Students celebrate Israel’s birth

Emily Dalnodar

Israel celebrated its 51st birthday Wednesday.
While people in the homeland celebrated with rock concerts and all-day parties, members of the University’s Jewish community listened to Hebrew folk songs and passed out birthday cake and Israeli food to passersby.
The young nation represents more than just a country to people of the Jewish faith.
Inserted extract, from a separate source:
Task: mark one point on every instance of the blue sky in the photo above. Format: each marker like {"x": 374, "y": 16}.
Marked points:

It’s a symbol of solidarity and freedom — a nation that still struggles every day to hang on to what people fought so diligently to attain.
“In 51 years it’s developed into something every Jewish person can be proud of — scientifically, economically, spiritually,” said Yaniv Schwartz, a statistics graduate student.
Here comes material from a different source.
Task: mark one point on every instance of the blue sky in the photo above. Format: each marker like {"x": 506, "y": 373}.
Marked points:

Schwartz was among about 20 students gathered at Northrop Mall on Wednesday afternoon to share in the spirit of Israeli independence with a small party hosted by the Hillel Foundation, the University’s Jewish student center.
“We want to have a celebration, but we want the campus involvement,” said Renata Batuner, Hillel co-president and College of Liberal Arts junior. “The Jewish community is such a small population on campus, so we’re trying to create awareness of our presence.”
Though free cake facilitated non-Jewish involvement, the chilly weather deterred too many people from staying to hear about the importance of Israel to the Jewish community.
“When I’m in Israel and I’m celebrating independence, it’s an unbelievable sense of people getting together and an incredible sense of pride,” Schwartz said. “It’s only been 51 years, so you have dads who fought for independence and presidents who fought.
“Unfortunately, there is constant threat all the time, and every person, every day, is fighting for our independence,” he said.
Israel won independence from British rule in 1948 immediately following the Holocaust. Jewish people had no safe haven at that time, and a lot of other countries closed their doors, said Amy Olson, Hillel’s director.
The land once called Palestine was ruled by the Ottoman Empire for 500 years before falling into British hands. Though Britain considered relinquishing control of Israel before the Holocaust, the mass exodus of Jewish people from Europe during World War II proved the strongest catalyst for giving Palestine to the Jews. Still, Jewish residents fought with other would-be controllers of the land before they could establish an official homeland.
“It isn’t only something we’ve fought for one time, but it’s been in the back of the Jewish people’s minds for 2,000 years, and we’ve only recently attained it,” Schwartz said.